现在来看FullyConnected.h,因为长期不写cpp，所以对cpp代码都生疏了

#ifndef _FULLY_CONNECTED_H_

#define _FULLY_CONNECTED_H_

#include <cassert>

#include <cstring>

#include <cuda_runtime_api.h>

#include <cudnn.h>

#include <cublas_v2.h>

#include <stdexcept>

#include "NvInfer.h" //在路径 /TensorRT-5.0.2.6/include/

#include "NvCaffeParser.h" //在路径 /TensorRT-5.0.2.6/include/

#define CHECK(status) { if (status != 0) throw std::runtime_error(__FILE__ +  __LINE__ + std::string{"CUDA Error: "} + std::to_string(status)); }

// 将数据从host移动到device

nvinfer1::Weights copyToDevice(const void* hostData, int count)

{

	void* deviceData;

	CHECK(cudaMalloc(&deviceData, count * sizeof(float)));

	CHECK(cudaMemcpy(deviceData, hostData, count * sizeof(float), cudaMemcpyHostToDevice));

	return nvinfer1::Weights{nvinfer1::DataType::kFLOAT, deviceData, count};

}

//将数据从device移动到host

int copyFromDevice(char* hostBuffer, nvinfer1::Weights deviceWeights)

{

	*reinterpret_cast<int*>(hostBuffer) = deviceWeights.count;

	CHECK(cudaMemcpy(hostBuffer + sizeof(int), deviceWeights.values, deviceWeights.count * sizeof(float), cudaMemcpyDeviceToHost));

	return sizeof(int) + deviceWeights.count * sizeof(float);

}

//-----------------------------

/*建立FCPlugin类*/

class FCPlugin: public nvinfer1::IPluginExt

{

public:

	// In this simple case we're going to infer the number of output channels from the bias weights.

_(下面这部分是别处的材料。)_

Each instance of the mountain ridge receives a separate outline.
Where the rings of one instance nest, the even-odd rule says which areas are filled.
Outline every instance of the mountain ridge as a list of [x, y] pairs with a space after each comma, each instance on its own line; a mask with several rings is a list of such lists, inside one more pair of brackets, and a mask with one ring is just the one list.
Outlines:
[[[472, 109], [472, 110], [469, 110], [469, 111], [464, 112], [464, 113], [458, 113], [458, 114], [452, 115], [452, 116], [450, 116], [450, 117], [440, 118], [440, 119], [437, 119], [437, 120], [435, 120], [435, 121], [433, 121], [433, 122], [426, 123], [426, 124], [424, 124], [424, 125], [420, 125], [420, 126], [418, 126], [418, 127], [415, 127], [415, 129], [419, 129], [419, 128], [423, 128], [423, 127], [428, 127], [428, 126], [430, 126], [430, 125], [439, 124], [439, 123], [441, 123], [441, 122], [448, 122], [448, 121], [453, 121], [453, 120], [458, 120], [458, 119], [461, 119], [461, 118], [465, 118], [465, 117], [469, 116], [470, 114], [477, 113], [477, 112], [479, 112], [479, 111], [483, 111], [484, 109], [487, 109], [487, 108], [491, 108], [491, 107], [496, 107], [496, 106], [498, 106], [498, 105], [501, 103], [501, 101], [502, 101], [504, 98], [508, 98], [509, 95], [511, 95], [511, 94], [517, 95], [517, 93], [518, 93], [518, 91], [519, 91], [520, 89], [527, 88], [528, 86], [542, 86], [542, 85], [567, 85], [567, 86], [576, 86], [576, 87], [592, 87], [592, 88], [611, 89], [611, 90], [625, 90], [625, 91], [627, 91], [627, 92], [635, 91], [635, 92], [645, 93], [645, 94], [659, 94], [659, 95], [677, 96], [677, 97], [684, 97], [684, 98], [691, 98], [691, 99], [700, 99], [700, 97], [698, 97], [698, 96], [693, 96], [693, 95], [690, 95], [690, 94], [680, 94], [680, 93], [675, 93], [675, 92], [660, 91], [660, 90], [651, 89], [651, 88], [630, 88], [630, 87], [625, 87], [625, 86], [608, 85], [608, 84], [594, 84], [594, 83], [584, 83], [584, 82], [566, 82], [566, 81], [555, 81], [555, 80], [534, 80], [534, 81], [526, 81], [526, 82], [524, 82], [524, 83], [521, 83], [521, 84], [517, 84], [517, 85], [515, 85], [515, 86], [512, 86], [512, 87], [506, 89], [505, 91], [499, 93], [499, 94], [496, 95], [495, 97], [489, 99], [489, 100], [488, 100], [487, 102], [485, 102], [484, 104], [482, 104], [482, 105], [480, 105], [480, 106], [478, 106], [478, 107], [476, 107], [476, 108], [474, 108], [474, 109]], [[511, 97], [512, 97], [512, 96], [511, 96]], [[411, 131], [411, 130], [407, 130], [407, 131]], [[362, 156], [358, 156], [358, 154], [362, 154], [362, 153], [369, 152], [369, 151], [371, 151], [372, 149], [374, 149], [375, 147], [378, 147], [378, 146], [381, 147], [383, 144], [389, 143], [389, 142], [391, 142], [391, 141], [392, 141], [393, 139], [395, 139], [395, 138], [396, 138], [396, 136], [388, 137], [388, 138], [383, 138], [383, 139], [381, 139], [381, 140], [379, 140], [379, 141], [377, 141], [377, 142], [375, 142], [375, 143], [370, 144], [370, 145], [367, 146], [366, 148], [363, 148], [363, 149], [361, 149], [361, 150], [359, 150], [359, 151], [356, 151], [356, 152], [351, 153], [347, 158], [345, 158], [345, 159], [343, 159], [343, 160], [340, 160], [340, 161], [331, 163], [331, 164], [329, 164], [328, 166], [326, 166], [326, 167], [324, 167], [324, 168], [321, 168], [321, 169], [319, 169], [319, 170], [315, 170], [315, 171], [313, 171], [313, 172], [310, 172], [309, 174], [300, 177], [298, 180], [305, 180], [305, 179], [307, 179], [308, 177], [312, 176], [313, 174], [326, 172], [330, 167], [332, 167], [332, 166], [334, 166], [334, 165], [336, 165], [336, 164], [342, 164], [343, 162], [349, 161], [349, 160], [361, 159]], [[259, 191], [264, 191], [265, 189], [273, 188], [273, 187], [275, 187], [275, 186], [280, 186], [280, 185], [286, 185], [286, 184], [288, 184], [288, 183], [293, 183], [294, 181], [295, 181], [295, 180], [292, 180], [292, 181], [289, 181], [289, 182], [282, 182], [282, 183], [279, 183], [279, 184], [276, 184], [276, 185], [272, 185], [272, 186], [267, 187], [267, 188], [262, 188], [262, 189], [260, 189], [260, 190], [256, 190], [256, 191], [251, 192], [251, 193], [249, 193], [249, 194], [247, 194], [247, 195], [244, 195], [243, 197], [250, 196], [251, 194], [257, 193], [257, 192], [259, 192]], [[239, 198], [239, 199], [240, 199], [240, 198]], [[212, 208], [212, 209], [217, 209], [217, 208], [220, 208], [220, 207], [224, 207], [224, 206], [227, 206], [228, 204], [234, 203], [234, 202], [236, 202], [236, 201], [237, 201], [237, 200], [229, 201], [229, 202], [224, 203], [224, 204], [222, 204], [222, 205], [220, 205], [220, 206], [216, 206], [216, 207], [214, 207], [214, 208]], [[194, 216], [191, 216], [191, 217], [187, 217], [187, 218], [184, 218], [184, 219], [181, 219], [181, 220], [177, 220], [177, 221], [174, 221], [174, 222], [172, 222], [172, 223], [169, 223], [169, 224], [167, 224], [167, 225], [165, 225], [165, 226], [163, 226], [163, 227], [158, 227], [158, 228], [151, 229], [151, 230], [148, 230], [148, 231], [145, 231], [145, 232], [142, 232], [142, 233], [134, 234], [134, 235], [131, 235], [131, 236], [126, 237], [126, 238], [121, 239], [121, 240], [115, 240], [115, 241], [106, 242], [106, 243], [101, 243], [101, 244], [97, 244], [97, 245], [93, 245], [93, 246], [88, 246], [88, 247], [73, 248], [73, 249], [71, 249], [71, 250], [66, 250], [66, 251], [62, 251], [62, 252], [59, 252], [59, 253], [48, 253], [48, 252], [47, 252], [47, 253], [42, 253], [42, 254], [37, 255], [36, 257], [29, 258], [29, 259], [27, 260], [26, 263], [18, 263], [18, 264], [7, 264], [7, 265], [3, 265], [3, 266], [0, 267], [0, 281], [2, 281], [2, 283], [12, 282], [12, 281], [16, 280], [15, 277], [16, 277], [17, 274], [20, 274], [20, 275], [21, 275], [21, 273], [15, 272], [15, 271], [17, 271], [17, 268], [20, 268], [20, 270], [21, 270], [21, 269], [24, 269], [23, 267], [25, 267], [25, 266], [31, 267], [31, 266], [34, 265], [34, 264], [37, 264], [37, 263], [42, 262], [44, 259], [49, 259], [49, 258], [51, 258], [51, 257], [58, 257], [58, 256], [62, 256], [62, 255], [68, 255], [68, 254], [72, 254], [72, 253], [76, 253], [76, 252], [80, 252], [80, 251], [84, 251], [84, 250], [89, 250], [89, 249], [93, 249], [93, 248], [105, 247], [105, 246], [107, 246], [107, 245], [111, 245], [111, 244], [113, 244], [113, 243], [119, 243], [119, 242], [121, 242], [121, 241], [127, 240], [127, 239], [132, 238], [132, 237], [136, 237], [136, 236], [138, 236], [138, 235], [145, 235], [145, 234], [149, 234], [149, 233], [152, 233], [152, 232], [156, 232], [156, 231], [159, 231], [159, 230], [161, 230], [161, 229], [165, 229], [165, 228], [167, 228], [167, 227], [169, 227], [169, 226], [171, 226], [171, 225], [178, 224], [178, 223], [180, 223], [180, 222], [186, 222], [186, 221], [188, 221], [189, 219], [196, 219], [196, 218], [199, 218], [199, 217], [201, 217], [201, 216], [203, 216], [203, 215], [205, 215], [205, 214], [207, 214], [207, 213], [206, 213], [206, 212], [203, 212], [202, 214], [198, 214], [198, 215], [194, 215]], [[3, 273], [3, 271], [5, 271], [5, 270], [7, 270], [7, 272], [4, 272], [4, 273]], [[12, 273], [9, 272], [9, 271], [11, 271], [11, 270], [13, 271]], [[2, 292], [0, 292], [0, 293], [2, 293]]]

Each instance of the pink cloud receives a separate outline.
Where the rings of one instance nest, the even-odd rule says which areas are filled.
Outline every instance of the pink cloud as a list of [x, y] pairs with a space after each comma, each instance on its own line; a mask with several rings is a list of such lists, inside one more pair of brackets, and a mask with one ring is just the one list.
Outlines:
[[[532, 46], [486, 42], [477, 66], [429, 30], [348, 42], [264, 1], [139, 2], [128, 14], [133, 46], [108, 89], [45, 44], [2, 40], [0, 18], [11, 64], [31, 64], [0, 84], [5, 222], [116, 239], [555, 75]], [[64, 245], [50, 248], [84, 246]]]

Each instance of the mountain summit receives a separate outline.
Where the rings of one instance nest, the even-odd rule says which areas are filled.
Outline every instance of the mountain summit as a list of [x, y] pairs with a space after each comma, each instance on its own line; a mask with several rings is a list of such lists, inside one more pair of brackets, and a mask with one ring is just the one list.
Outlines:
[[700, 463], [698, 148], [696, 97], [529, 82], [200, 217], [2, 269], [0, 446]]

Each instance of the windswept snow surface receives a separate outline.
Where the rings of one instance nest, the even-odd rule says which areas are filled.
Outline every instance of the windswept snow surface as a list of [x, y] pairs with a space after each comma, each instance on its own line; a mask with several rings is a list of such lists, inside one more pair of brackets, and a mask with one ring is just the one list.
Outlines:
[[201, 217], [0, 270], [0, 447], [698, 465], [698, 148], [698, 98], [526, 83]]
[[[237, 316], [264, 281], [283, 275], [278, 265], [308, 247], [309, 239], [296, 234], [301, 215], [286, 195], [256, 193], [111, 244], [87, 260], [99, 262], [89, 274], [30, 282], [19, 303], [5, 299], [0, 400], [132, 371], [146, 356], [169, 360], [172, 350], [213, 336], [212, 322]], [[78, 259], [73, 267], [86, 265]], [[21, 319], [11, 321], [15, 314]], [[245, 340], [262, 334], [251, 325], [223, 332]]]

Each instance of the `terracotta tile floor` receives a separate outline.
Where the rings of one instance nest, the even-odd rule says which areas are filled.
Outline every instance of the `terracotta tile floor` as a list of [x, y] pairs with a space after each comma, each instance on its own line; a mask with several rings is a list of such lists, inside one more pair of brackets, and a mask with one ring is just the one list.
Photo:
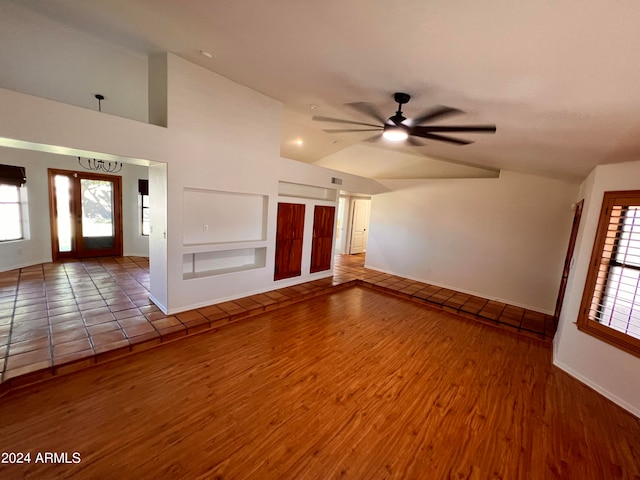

	// The knowledge that the kernel weights are weights[0] and the bias weights are weights[1] was

	// divined from the caffe innards

	FCPlugin(const nvinfer1::Weights* weights, int nbWeights)

	{

		assert(nbWeights == 2);

		mKernelWeights = copyToDevice(weights[0].values, weights[0].count);

		mBiasWeights = copyToDevice(weights[1].values, weights[1].count);

	}

	// 构造函数，用于从一个字节流中创建plugin

	FCPlugin(const void* data, size_t length)

	{

		const char* d = reinterpret_cast<const char*>(data), *a = d;

		mKernelWeights = copyToDevice(d + sizeof(int), reinterpret_cast<const int&>(d));

		d += sizeof(int) + mKernelWeights.count * sizeof(float);

		mBiasWeights = copyToDevice(d + sizeof(int), reinterpret_cast<const int&>(d));

		d += sizeof(int) + mBiasWeights.count * sizeof(float);

		assert(d == a + length);

	}

	virtual int getNbOutputs() const override { return 1; }

	virtual nvinfer1::Dims getOutputDimensions(int index, const nvinfer1::Dims* inputs, int nbInputDims) override

	{

		assert(index == 0 && nbInputDims == 1 && inputs[0].nbDims == 3);

		return nvinfer1::DimsCHW{static_cast<int>(mBiasWeights.count), 1, 1};

	}

	virtual int initialize() override

	{

		CHECK(cudnnCreate(&mCudnn));

		CHECK(cublasCreate(&mCublas));

		// Create cudnn tensor descriptors for bias addition.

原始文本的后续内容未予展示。